Another interesting outcome of our study is the differential Notch 1 expression according to basal cell carcinoma histotype. In previous studies, Nicolas et al14 demonstrated that Notch 1 deficiency in mouse skin results in increased and sustained expression of Gli2, causing the development of basal cell carcinoma-like tumors. Thelu et al28 reported that transcript levels of Notch 1–3 and their ligands detected by in situ hybridization were severely lowered in basal cell carcinoma tissue samples, with no expression detected in deep nodular and infiltrative basal cell carcinomas.
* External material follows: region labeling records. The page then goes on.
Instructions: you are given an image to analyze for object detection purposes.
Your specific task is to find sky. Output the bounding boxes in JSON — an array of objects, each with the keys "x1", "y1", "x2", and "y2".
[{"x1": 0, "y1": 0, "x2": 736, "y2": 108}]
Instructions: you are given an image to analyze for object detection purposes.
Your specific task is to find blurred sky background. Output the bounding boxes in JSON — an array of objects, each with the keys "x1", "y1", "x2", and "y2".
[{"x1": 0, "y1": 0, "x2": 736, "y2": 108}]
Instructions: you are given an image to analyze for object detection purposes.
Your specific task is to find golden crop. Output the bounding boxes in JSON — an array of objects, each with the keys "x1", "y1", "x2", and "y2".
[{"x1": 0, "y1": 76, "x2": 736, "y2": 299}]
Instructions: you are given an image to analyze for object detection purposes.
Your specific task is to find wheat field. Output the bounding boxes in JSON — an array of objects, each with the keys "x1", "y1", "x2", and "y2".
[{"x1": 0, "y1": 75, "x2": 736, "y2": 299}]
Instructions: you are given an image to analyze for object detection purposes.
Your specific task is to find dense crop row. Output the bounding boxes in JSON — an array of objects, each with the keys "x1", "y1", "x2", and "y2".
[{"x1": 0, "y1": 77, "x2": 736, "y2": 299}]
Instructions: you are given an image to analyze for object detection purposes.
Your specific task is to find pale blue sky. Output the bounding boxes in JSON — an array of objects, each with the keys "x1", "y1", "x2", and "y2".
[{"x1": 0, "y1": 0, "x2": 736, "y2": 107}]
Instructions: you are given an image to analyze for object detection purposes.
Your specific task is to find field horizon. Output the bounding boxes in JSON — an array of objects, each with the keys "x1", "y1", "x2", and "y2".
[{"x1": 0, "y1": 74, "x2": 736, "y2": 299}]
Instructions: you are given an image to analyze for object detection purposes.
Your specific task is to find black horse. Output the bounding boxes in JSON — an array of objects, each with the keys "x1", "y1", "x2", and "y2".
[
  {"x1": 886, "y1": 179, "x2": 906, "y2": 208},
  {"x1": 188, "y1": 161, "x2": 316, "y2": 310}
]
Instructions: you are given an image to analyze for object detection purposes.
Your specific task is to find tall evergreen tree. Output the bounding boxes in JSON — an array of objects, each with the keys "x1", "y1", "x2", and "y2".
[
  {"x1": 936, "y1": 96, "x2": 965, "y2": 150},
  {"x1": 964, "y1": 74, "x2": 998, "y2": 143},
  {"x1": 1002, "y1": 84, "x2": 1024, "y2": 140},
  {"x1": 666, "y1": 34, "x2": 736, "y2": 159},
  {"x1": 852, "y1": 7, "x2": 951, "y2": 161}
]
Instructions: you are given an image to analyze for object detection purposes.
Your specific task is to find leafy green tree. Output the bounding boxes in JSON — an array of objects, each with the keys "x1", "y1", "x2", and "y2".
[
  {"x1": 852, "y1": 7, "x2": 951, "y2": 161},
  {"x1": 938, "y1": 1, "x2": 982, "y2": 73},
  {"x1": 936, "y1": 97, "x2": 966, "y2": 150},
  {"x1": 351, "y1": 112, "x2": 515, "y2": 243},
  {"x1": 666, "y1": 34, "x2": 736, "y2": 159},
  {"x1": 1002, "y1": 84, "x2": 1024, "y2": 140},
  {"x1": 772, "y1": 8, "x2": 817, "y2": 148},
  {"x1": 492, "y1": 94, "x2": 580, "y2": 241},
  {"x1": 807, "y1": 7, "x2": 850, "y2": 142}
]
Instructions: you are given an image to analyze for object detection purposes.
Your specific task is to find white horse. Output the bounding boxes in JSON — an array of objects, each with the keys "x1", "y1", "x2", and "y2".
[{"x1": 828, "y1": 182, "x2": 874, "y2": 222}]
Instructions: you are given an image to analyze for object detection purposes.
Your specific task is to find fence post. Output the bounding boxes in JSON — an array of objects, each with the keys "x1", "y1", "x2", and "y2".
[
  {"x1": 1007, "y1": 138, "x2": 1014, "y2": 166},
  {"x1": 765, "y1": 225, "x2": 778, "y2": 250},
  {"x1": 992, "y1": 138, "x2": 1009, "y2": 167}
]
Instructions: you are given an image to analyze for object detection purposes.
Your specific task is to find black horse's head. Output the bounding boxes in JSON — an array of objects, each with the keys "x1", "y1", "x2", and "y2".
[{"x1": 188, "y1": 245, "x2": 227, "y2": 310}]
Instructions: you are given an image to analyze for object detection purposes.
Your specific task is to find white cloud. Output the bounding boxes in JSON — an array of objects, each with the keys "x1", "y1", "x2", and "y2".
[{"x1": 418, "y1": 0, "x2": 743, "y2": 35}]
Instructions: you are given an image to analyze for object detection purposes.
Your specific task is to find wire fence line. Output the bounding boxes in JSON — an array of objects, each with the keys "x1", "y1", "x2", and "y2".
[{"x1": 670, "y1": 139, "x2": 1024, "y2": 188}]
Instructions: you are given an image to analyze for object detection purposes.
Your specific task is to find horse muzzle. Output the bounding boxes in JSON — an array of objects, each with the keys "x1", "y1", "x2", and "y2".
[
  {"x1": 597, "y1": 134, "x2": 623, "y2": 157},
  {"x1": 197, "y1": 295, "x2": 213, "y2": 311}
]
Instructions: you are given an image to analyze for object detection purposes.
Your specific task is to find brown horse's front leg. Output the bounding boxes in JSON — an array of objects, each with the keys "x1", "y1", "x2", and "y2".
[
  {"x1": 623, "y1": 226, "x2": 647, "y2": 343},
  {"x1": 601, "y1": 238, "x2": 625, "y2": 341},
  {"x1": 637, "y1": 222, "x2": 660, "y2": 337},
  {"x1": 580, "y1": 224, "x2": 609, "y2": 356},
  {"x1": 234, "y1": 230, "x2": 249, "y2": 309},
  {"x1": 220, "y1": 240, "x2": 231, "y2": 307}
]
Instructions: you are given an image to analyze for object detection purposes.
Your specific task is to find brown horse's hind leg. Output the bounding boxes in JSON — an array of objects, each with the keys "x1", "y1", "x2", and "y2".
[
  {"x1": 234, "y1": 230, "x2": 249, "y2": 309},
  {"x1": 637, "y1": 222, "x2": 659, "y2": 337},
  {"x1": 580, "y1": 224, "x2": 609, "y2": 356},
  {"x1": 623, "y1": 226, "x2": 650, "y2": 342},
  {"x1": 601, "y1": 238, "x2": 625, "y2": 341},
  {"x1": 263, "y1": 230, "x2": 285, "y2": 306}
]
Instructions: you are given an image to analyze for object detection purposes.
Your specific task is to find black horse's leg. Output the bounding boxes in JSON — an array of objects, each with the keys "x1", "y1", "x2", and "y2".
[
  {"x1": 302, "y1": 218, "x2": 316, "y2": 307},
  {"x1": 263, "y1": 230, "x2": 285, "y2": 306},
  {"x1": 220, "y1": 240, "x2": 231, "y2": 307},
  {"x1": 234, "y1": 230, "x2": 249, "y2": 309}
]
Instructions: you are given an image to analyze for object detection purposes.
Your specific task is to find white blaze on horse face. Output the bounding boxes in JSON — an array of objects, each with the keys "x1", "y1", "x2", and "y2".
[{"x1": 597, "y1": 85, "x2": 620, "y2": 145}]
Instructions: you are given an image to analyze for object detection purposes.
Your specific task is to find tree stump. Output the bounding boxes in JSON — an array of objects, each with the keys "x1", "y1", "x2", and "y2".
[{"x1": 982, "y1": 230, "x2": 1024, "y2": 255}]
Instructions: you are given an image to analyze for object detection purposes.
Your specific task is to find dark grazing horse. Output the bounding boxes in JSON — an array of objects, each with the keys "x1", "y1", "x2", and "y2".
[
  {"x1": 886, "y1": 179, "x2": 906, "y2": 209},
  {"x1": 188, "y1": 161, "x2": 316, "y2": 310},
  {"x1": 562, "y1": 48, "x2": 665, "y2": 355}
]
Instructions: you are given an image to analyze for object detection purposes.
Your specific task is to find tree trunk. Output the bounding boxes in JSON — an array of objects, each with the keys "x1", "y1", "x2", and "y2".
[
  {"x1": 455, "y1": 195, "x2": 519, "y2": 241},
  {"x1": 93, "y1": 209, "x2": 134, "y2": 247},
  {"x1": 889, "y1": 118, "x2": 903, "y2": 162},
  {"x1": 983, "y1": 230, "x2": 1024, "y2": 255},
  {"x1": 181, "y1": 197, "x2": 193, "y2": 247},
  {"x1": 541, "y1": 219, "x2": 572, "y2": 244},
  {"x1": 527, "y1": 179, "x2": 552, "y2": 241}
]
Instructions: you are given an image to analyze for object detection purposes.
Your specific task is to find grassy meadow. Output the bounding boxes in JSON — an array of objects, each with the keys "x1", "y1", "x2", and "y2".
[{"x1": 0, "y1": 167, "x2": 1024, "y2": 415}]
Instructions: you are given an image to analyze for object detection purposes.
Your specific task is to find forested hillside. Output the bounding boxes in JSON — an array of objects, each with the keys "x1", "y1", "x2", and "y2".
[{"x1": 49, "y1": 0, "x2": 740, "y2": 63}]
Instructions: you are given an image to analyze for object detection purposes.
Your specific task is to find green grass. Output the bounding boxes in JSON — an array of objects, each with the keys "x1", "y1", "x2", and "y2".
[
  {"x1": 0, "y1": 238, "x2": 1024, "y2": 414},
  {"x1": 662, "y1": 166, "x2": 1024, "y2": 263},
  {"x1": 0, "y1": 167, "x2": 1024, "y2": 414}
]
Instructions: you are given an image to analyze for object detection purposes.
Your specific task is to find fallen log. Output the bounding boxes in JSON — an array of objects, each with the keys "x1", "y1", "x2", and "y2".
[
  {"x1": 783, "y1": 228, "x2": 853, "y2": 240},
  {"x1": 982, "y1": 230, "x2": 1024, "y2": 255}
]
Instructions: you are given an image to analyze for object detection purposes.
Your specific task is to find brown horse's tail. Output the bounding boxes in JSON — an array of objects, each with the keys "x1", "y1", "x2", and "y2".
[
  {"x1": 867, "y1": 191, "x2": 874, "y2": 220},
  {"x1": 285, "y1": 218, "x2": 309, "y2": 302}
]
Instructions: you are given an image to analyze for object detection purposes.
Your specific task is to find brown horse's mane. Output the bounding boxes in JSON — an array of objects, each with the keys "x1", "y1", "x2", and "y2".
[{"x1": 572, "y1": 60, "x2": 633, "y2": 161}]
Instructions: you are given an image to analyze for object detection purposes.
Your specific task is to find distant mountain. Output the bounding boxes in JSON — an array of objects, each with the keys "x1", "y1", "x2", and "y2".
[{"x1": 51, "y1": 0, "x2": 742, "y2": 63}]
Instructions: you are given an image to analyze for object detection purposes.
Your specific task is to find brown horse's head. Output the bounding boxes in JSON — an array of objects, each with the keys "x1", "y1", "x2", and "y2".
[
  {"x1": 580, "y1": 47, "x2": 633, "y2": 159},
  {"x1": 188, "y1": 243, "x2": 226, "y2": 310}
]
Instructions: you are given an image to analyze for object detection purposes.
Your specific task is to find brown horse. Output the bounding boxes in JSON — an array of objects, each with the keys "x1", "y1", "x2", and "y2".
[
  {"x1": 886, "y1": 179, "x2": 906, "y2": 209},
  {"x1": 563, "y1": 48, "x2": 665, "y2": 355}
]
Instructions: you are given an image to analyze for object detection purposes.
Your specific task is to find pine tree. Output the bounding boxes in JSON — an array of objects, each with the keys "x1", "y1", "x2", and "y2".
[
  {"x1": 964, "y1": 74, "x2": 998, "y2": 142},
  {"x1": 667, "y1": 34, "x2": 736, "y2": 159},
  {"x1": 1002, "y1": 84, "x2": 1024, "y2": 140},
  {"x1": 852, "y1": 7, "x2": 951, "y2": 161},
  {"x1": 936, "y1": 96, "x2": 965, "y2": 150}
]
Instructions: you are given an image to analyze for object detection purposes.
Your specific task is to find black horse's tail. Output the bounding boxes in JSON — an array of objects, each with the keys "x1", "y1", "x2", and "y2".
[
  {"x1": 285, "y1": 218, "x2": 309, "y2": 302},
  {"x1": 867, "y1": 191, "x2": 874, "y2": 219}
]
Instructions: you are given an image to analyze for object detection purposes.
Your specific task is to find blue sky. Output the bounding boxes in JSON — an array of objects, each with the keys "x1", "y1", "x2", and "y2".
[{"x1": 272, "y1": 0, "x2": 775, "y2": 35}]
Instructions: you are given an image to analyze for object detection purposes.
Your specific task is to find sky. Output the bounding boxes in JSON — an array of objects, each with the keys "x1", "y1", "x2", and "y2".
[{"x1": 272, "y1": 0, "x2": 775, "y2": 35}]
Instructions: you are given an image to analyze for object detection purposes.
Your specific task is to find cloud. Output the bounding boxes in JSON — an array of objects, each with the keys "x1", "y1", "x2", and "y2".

What it is not yet clear is whether functional inactivation or loss of Notch 1 is necessary for basal cell carcinoma progression in humans. Preliminary observations suggest that basal cell carcinomas lack activated Notch, consistent with the putative tumor-suppressive role of the receptor in the epidermis.29 Suppression of Notch 1 was hypothesized to be related to growth promotion with an unknown mechanism, although data obtained in invertebrate models suggest that it may be related to the activation of the Wnt/Wingless pathway.29 Overexpression of Wnt ligands in basal cell carcinomas may be triggered by PATCH mutations, which are known to play a key role in basal cell carcinoma pathogenesis.30, 31

In conclusion, our data provide new insights into the molecular mechanisms involved in the development and regulation of non-melanoma skin cancer and point to a crucial role of UV radiations in determining Notch 1 downmodulation in human squamous cell carcinoma, since the early stages of UV-induced skin cancerogenesis.